Contagion dynamics on growing simplicial complex networks via generalized degree vectors

Abstract

To reveal the influence of group interactions on contagion, and to accurately prevent and regulate contagion, this paper investigates the SIS contagion dynamics in complex networks with high-order interactions. First, this paper considers the synergistic effects of the first-order and second-order generalized degree of each node and proposes a novel algorithm to construct growing second-order simplicial complex networks based on generalized degree vectors, named GDV-GSC algorithm. The first-order and second-order generalized degree distributions of the networks newly achieved show heterogeneity. Then, using the microscopic Markov chain approach (MMCA), some SIS MMCA dynamics equations in the GDV-GSC network have been obtained.
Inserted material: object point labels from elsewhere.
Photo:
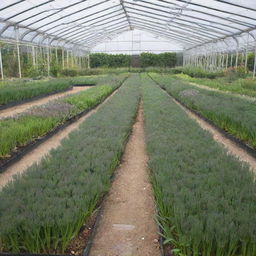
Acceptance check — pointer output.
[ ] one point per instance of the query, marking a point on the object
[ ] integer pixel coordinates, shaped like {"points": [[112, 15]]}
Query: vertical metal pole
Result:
{"points": [[89, 64], [33, 56], [18, 50], [67, 60], [246, 53], [254, 67], [1, 65], [63, 59], [237, 56], [48, 58], [56, 55], [72, 58]]}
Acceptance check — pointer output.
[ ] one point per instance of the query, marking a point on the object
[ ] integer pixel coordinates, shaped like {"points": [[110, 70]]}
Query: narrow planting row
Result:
{"points": [[18, 91], [205, 197], [18, 131], [46, 207], [233, 114]]}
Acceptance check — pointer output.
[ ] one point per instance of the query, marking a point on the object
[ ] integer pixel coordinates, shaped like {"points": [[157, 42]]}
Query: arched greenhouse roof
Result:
{"points": [[85, 23]]}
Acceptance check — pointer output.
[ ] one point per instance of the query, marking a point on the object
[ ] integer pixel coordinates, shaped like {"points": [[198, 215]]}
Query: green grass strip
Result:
{"points": [[46, 207], [243, 86], [17, 132], [24, 91], [206, 198], [233, 114]]}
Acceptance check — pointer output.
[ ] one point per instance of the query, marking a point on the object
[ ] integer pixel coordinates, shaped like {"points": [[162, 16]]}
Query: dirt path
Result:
{"points": [[23, 107], [43, 149], [127, 227], [246, 97], [231, 147]]}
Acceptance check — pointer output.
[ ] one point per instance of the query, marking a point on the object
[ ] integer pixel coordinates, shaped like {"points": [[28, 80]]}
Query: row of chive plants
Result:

Monte Carlo (MC) results and MMCA numerical simulations confirm that the MMCA theoretical results are feasible and effective, and also indicate that the parameters for generating GDV-GSC network have limited effect on the contagion spreading when the effective contagion rate is either very low or very high. Further, a new method that is heterogeneous mean field approximation based on simplicial complex (called SC-HMF) to obtain epidemic threshold expressions is put forward. The MC simulation results verify the accuracy of the epidemic threshold expression and the occurrence of a bistability phenomenon, where the absorbing state and the bursting state coexist within a certain range of effective infectivity rates. Moreover, the second-order simplicial complex structures in the GDV-GSC network play a key role in determining the epidemic threshold.